1. WeChat is the largest stand-alone messaging app in the world with it's over 1 billion monthly active users. The app contains over a million “mini programmes” where users can play games, order food, book transport, shop online and more, all without ever having to exit the app. Chinese users rely on it to go about their daily lives. It’s the perfect app for those stuck at home and who want to connect with friends – especially those suffering a similar plight – or make new ones using the location-based discovery function.

2. iQiyi, Tencent Video, Youku, are the essential video streaming apps for binge-watching serial dramas, variety shows, foreign films and documentaries. Chinese TV series usually number between 20 and 80 episodes, giving viewers sufficient time and reason to be glued to a screen, and be antisocial.

3. Douyin (also known as Tik Tok), and Kuaishou, allow users to create or watch videos that range between 15 seconds to 20 minutes long. Celebrities, influencers and wannabes produce short videos or live-stream themselves doing anything from posing for selfies, pulling off pranks or showing off their wealth. Douyin users typically live in tier-one and two cities like Beijing and Harbin while Kuaishou targets youth in small Chinese towns outside major urban areas. A combined average of 1 billion videos are uploaded onto the platforms each day so viewers will never get bored.
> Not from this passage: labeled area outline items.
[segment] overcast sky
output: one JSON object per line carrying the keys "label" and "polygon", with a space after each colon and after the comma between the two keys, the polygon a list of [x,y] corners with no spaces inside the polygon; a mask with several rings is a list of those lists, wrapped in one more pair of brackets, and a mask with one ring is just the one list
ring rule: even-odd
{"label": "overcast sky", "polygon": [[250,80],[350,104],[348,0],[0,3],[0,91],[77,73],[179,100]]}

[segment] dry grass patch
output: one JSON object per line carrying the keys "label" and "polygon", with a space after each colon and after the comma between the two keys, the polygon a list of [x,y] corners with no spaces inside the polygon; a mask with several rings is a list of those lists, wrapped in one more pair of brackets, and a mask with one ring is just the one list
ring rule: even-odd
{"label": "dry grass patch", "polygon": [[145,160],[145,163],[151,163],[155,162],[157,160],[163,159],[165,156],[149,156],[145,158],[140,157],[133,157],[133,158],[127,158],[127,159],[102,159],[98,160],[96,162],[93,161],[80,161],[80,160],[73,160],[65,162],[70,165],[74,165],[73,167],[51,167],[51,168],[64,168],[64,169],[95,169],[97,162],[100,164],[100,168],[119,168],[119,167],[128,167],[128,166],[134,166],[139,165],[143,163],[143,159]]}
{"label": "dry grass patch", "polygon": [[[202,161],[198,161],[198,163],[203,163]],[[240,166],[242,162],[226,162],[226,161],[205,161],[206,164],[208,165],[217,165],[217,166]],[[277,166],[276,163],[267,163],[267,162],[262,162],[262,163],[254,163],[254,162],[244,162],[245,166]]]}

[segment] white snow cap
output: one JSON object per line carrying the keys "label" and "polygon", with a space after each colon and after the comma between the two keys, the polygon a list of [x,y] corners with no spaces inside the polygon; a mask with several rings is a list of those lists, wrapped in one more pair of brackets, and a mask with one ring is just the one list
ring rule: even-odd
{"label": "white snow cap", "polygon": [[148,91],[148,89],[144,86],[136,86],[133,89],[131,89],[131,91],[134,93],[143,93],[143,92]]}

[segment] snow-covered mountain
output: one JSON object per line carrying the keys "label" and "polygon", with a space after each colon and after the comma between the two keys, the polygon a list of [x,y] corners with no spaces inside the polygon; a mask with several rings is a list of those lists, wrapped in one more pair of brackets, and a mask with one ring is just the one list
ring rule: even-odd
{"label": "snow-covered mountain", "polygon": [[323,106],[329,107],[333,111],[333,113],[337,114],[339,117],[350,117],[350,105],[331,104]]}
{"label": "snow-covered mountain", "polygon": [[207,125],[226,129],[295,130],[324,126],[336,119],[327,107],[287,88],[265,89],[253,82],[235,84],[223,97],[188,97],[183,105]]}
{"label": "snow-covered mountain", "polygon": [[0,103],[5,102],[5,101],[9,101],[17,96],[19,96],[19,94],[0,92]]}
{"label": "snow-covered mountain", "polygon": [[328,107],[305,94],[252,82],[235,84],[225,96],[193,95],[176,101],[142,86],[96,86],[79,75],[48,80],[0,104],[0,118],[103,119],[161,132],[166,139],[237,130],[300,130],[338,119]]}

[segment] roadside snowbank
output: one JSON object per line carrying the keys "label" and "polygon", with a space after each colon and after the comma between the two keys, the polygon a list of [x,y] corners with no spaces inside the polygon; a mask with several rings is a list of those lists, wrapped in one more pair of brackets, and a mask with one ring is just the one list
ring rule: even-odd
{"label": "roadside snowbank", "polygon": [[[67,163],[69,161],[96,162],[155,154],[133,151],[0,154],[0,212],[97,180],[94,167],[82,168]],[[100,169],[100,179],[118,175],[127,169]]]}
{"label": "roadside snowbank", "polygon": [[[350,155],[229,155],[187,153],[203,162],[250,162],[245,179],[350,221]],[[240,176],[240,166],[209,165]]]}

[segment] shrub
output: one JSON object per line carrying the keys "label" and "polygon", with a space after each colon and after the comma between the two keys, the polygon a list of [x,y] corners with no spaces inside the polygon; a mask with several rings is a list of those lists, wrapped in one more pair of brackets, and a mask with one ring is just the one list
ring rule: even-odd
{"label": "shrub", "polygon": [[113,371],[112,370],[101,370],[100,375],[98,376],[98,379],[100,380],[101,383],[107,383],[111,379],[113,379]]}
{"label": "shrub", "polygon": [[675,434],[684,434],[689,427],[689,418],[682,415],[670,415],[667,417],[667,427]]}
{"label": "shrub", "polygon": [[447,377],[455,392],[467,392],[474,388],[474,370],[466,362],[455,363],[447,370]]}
However, these apps are highly addictive.

Douyin was forced to provide “anti-addiction” notifications to vulnerable users earlier this year.

4. E-commerce platforms in the country usually give out “red packets” or discounts during the holiday season. Most importantly, the more than 20 million merchants selling on such platforms offer the convenient distraction of endless browsing. Users and celebrities can also share pictures and short videos of themselves showing off their new purchases.

5. Workout apps such as Wake and Keep offer training workouts and yoga videos, according to specific needs, allowing users to maintain their fitness routines and figures as they gorge on holiday feasts. These apps may appeal more to younger Chinese adults who live and work in cities but return to their less urban hometowns where gyms are not easily available.